RNA polyadenylation and degradation in different Archaea; roles of the exosome and RNase R

Abstract

Polyadenylation is a process common to almost all organisms. In eukaryotes, stable poly(A)-tails, important for mRNA stability and translation initiation, are added to the 3′ ends of most mRNAs. Contrarily, polyadenylation can stimulate RNA degradation, a phenomenon witnessed in prokaryotes, organelles and recently, for nucleus-encoded RNA as well. Polyadenylation takes place in hyperthermophilic archaea and is mediated by the archaeal exosome, but no RNA polyadenylation was detected in halophiles. Here, we analyzed polyadenylation in the third archaea group, the methanogens, in which some members contain genes encoding the exosome but others lack these genes. Polyadenylation was found in the methanogen, Methanopyrus kandleri, containing the exosome genes, but not in members which lack these genes.
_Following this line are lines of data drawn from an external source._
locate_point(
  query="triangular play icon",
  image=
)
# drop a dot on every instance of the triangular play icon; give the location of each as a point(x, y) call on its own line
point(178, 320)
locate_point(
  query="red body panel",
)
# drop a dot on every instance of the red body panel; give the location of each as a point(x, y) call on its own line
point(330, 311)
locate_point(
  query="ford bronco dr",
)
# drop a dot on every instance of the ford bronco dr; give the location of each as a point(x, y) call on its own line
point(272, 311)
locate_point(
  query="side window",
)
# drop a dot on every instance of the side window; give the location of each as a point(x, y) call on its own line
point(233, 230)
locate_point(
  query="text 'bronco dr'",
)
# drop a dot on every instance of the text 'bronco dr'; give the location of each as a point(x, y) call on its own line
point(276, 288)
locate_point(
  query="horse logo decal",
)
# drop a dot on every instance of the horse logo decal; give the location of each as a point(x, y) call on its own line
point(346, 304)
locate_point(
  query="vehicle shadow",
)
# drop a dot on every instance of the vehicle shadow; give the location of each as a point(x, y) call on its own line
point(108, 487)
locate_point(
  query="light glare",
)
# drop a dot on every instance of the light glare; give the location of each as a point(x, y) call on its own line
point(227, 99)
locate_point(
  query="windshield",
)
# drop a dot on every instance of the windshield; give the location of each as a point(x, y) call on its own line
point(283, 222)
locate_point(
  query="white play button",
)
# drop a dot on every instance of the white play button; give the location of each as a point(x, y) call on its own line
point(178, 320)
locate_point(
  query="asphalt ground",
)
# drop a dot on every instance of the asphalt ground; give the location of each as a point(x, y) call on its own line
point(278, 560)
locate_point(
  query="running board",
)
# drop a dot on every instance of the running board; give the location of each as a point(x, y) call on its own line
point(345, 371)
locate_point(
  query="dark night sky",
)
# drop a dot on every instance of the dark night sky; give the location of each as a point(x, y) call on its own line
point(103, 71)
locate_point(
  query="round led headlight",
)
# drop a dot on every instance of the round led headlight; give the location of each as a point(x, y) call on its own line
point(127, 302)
To explore how RNA is degraded in the absence of the exosome and without polyadenylation, we searched for the exoribonuclease that is involved in this process. No homologous proteins for any other known exoribonuclease were detected in this group. However, the halophilic archaea contain a gene homologous to the exoribonuclease RNase R. This ribonuclease is not able to degrade structured RNA better than PNPase. RNase R, which appears to be the only exoribonucleases in Haloferax volcanii, was found to be essential for viability. © 2006 Oxford University Press.